Así como ningún cuadrado es exactamente un cuadrado, ninguna persona es exactamente normal. Houellebecq no pone un juego de palabras en la boca del protagonista de su novela; la declaración muestra una profunda paradoja: si alguien alcanzara a ser absolutamente normal, perfectamente normal, al 100% conforme a la norma, resultaría anormal, una aberración.
La norma romana, el gnomon griego, nuestra escuadra han sido siempre instrumentos de aproximación: herramientas que nos permiten medir y verificar, pero jamás alcanzar la perfección geométrica, algo que ni esos modelos encarnan.
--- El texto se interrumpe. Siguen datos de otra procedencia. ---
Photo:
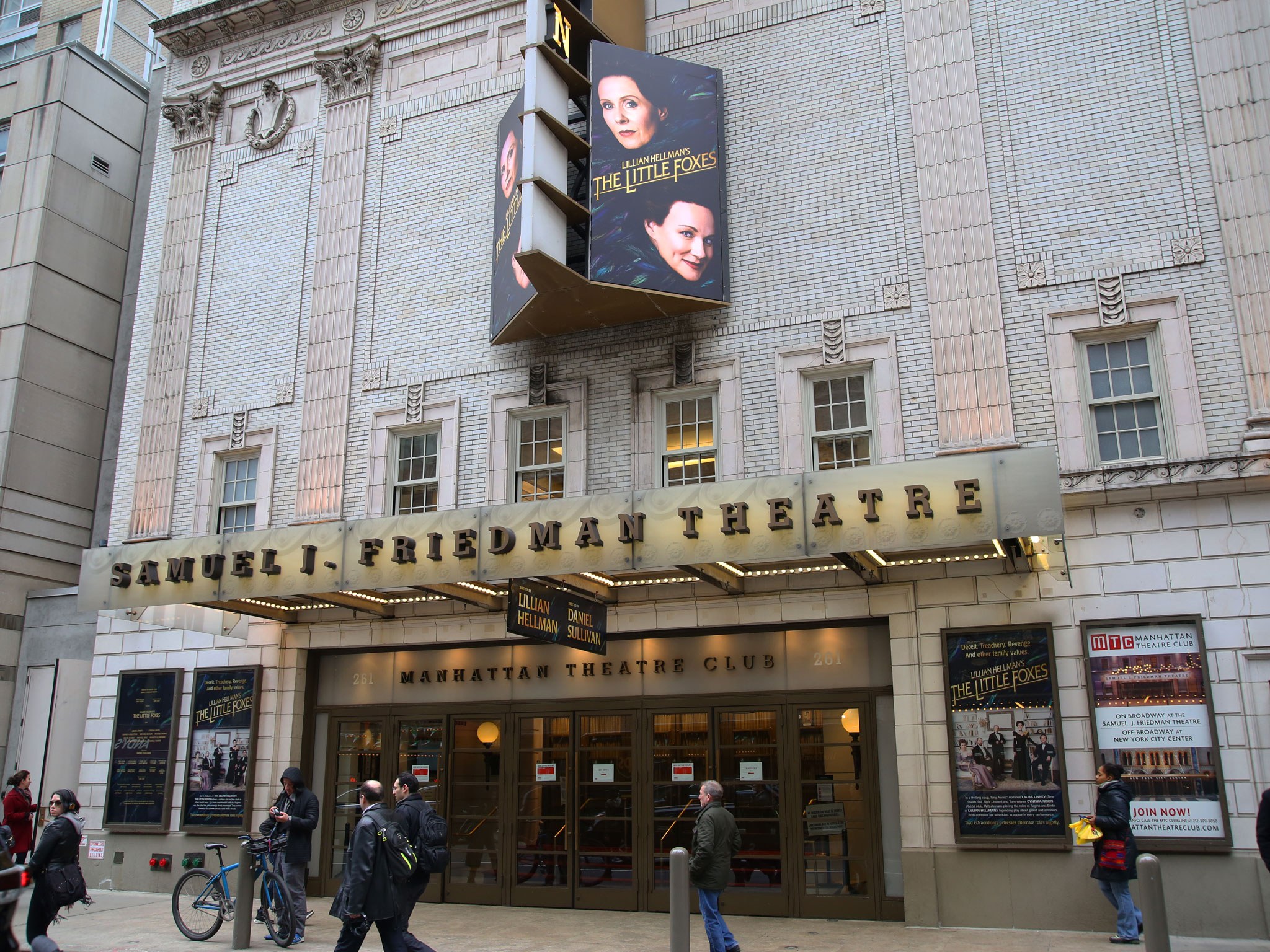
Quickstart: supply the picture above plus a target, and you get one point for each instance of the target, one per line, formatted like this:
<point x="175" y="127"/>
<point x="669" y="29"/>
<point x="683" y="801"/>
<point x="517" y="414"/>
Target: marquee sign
<point x="931" y="505"/>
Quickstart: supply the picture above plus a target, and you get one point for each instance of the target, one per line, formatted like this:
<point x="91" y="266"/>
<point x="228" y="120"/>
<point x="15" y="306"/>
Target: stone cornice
<point x="229" y="20"/>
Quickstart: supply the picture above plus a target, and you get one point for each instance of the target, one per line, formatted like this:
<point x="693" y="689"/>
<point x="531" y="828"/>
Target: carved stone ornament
<point x="1188" y="250"/>
<point x="894" y="298"/>
<point x="193" y="121"/>
<point x="351" y="74"/>
<point x="271" y="117"/>
<point x="1030" y="275"/>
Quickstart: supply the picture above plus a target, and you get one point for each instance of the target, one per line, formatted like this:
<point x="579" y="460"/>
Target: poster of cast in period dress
<point x="510" y="286"/>
<point x="221" y="743"/>
<point x="141" y="749"/>
<point x="1152" y="716"/>
<point x="658" y="218"/>
<point x="1003" y="735"/>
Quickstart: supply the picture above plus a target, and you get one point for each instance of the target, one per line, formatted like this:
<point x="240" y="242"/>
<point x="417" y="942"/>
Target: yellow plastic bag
<point x="1085" y="831"/>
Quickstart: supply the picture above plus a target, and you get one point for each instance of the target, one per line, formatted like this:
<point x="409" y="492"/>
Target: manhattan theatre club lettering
<point x="655" y="667"/>
<point x="465" y="544"/>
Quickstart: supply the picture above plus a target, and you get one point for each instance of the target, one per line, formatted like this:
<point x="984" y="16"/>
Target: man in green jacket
<point x="716" y="840"/>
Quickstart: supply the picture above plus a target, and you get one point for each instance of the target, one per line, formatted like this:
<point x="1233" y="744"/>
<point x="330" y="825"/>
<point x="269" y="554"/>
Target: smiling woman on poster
<point x="657" y="200"/>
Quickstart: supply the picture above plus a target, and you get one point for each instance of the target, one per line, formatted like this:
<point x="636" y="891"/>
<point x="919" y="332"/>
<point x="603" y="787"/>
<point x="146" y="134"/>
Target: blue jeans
<point x="1128" y="917"/>
<point x="717" y="930"/>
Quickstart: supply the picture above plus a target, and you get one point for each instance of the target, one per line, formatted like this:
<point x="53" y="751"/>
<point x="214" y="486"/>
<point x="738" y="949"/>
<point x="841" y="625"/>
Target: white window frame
<point x="394" y="483"/>
<point x="223" y="464"/>
<point x="568" y="398"/>
<point x="1178" y="384"/>
<point x="386" y="426"/>
<point x="1157" y="377"/>
<point x="677" y="395"/>
<point x="796" y="368"/>
<point x="827" y="374"/>
<point x="649" y="431"/>
<point x="211" y="471"/>
<point x="513" y="431"/>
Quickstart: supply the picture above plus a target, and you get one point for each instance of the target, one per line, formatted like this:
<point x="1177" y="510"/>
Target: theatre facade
<point x="561" y="405"/>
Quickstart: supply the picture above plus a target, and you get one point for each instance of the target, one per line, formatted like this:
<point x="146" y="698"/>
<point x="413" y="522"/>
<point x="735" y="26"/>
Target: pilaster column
<point x="972" y="387"/>
<point x="1231" y="38"/>
<point x="193" y="120"/>
<point x="329" y="357"/>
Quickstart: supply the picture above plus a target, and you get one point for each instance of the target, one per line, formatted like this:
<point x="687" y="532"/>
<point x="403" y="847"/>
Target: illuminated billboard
<point x="510" y="287"/>
<point x="657" y="183"/>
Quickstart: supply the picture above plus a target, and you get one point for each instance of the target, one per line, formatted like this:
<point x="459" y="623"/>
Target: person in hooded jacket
<point x="295" y="813"/>
<point x="412" y="810"/>
<point x="18" y="811"/>
<point x="59" y="847"/>
<point x="1112" y="815"/>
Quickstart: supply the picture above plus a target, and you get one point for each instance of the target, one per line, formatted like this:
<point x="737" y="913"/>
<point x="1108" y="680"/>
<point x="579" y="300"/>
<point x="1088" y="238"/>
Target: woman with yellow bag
<point x="1116" y="853"/>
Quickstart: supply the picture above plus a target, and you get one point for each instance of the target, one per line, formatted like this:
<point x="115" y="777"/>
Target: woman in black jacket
<point x="1112" y="815"/>
<point x="59" y="847"/>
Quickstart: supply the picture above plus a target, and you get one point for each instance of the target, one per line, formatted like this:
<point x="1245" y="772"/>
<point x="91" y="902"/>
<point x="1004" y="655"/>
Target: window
<point x="415" y="489"/>
<point x="689" y="443"/>
<point x="1124" y="402"/>
<point x="841" y="434"/>
<point x="540" y="457"/>
<point x="238" y="494"/>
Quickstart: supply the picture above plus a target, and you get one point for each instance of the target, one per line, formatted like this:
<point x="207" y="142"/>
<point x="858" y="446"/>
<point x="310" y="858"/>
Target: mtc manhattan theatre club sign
<point x="959" y="503"/>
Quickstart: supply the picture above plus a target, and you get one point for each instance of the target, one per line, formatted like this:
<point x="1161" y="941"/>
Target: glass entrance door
<point x="477" y="871"/>
<point x="606" y="873"/>
<point x="837" y="829"/>
<point x="543" y="810"/>
<point x="358" y="757"/>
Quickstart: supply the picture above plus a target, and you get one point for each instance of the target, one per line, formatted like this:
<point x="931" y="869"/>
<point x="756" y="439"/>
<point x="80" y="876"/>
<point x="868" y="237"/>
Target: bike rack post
<point x="1155" y="918"/>
<point x="244" y="904"/>
<point x="678" y="901"/>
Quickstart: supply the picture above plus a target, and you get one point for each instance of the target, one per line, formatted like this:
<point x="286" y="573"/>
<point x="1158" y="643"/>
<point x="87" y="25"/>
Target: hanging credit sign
<point x="562" y="617"/>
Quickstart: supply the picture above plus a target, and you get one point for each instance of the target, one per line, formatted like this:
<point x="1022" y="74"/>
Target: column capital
<point x="193" y="117"/>
<point x="350" y="75"/>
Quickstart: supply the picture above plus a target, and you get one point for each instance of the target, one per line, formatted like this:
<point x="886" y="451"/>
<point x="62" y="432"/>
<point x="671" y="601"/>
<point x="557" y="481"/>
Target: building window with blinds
<point x="689" y="439"/>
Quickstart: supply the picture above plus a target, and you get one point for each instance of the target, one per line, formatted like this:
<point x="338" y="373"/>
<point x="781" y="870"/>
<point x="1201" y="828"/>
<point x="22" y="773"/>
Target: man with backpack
<point x="368" y="892"/>
<point x="424" y="828"/>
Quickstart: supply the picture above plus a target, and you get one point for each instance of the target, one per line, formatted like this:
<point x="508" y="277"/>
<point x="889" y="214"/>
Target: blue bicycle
<point x="201" y="901"/>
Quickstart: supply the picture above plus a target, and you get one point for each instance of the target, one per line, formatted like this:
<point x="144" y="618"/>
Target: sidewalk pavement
<point x="141" y="922"/>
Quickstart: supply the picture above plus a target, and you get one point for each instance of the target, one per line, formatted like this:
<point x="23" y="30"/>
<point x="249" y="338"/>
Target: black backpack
<point x="430" y="844"/>
<point x="398" y="850"/>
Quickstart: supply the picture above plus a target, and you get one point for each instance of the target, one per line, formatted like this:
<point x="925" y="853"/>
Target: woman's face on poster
<point x="685" y="240"/>
<point x="508" y="159"/>
<point x="629" y="115"/>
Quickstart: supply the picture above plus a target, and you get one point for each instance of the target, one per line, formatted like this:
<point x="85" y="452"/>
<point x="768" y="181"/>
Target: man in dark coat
<point x="716" y="840"/>
<point x="295" y="813"/>
<point x="997" y="742"/>
<point x="1043" y="759"/>
<point x="1264" y="828"/>
<point x="412" y="811"/>
<point x="367" y="894"/>
<point x="1112" y="815"/>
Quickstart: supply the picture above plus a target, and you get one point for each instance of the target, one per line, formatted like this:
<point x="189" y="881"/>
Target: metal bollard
<point x="244" y="904"/>
<point x="1155" y="919"/>
<point x="678" y="901"/>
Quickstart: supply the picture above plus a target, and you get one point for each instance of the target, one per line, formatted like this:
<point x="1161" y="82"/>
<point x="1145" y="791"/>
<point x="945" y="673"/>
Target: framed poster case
<point x="143" y="751"/>
<point x="1151" y="711"/>
<point x="1005" y="736"/>
<point x="220" y="753"/>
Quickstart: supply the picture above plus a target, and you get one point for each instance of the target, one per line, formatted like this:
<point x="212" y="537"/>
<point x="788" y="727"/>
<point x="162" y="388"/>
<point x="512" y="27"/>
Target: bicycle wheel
<point x="280" y="917"/>
<point x="197" y="904"/>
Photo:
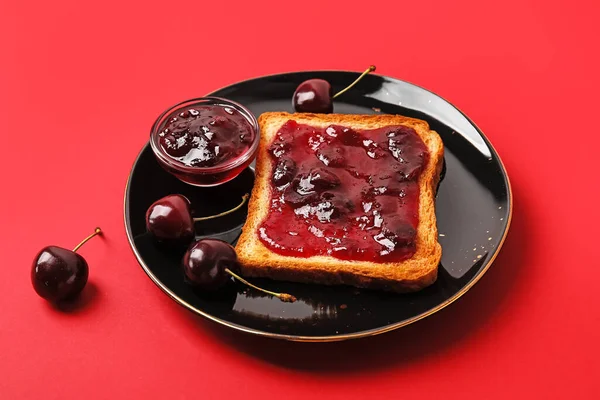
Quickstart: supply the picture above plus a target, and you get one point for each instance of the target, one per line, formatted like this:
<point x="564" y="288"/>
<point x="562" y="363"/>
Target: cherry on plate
<point x="209" y="265"/>
<point x="316" y="96"/>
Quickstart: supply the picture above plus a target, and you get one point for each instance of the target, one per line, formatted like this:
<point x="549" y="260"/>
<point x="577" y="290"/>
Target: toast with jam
<point x="344" y="199"/>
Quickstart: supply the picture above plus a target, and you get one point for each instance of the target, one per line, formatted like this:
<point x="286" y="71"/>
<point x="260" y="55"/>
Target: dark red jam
<point x="350" y="194"/>
<point x="205" y="136"/>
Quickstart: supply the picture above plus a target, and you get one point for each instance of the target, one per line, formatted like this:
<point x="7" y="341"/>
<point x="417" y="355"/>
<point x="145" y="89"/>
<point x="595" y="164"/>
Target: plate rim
<point x="340" y="337"/>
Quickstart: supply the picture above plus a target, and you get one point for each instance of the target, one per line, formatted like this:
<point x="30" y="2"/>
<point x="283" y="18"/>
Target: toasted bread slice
<point x="409" y="275"/>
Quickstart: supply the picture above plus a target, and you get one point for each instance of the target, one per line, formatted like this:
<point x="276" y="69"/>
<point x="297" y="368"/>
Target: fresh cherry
<point x="316" y="96"/>
<point x="209" y="263"/>
<point x="170" y="219"/>
<point x="60" y="274"/>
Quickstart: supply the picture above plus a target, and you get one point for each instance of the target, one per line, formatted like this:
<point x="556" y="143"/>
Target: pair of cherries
<point x="208" y="264"/>
<point x="316" y="95"/>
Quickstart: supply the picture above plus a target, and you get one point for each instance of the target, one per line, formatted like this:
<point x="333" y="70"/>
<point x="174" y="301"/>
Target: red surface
<point x="80" y="85"/>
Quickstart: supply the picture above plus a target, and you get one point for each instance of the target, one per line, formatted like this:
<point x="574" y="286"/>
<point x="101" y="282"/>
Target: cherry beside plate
<point x="473" y="207"/>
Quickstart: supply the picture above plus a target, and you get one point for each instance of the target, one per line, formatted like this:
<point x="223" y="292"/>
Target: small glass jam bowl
<point x="211" y="175"/>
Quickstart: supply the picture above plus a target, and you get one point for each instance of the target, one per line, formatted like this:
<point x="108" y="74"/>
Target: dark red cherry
<point x="206" y="261"/>
<point x="58" y="273"/>
<point x="170" y="220"/>
<point x="209" y="265"/>
<point x="314" y="96"/>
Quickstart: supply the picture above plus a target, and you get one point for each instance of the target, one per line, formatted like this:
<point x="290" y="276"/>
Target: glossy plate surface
<point x="473" y="208"/>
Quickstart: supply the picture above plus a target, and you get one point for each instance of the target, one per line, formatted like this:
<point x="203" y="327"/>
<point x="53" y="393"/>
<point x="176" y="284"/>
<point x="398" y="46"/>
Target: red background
<point x="80" y="85"/>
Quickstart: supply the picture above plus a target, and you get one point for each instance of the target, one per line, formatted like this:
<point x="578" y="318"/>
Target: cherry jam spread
<point x="350" y="194"/>
<point x="206" y="136"/>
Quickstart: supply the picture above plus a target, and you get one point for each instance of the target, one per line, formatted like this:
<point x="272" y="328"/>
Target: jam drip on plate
<point x="350" y="194"/>
<point x="206" y="136"/>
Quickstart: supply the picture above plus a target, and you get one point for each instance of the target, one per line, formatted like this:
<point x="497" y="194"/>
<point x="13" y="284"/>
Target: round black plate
<point x="474" y="205"/>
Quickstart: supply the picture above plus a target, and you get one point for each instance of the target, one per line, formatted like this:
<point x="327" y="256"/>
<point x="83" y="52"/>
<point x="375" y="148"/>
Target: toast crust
<point x="409" y="275"/>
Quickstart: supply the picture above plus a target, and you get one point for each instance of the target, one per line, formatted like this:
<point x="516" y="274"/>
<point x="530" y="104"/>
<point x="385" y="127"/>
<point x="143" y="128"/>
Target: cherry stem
<point x="244" y="198"/>
<point x="370" y="69"/>
<point x="97" y="231"/>
<point x="286" y="298"/>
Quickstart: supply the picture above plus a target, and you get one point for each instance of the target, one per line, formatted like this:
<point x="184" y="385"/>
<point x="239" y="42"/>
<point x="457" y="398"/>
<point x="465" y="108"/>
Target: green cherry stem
<point x="97" y="231"/>
<point x="286" y="298"/>
<point x="370" y="69"/>
<point x="244" y="199"/>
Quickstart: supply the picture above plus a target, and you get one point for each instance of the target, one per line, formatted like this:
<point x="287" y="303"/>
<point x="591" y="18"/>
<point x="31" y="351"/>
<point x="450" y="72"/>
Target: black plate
<point x="474" y="205"/>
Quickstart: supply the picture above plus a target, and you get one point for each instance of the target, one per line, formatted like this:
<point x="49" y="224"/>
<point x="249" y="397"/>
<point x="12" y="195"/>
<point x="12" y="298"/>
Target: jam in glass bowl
<point x="205" y="141"/>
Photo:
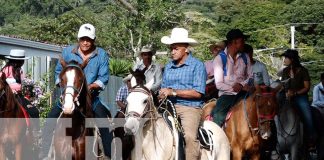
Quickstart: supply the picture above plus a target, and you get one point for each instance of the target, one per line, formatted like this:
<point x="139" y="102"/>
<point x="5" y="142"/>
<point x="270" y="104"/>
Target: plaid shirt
<point x="190" y="75"/>
<point x="122" y="94"/>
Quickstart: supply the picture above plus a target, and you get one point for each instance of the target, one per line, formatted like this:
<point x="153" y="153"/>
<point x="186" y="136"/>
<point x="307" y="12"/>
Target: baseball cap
<point x="87" y="30"/>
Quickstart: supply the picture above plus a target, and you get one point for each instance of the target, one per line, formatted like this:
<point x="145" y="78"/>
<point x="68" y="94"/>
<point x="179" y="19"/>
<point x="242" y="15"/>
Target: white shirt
<point x="318" y="96"/>
<point x="260" y="73"/>
<point x="236" y="73"/>
<point x="152" y="72"/>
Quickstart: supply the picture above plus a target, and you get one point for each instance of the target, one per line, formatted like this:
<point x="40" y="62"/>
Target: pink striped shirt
<point x="237" y="72"/>
<point x="15" y="87"/>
Del mismo modo, la normalidad a la que apuntamos -ese conjunto tácito de reglas que estructura nuestras expectativas sociales, nuestras conductas y nuestras identidades- es apenas un conato, un esfuerzo obstinado hacia una forma que carece tanto de existencia natural como de posibilidad de realizarse de manera concreta. El homo erectus que grabó zigzags en una concha hace 450 mil años, y el sapiens que luego marcó líneas paralelas en un hueso hace 120 mil años, no estaban simplemente inventando técnicas: estaban reconociendo, sin saberlo, que la realidad nos condena a perseguir formas que nunca alcanzaremos. Y así seguimos, generación tras generación, dibujando nuestros cuadrados imperfectos, grabando nuestras líneas irregulares, pretendiendo ser normales, conscientes en el fondo de que siempre queda un margen-ese 10, 20 por ciento de desviación-, el cual es lo que nos hace no sólo humanos sino reales. La normalidad, como la geometría de Platón, no es una meta alcanzable sino un horizonte: una ilusión que nos obliga a fabricar, a modificar, a intervenir en el mundo con el fin nunca consumado de aproximarnos a una rectitud que existe únicamente en el pensamiento.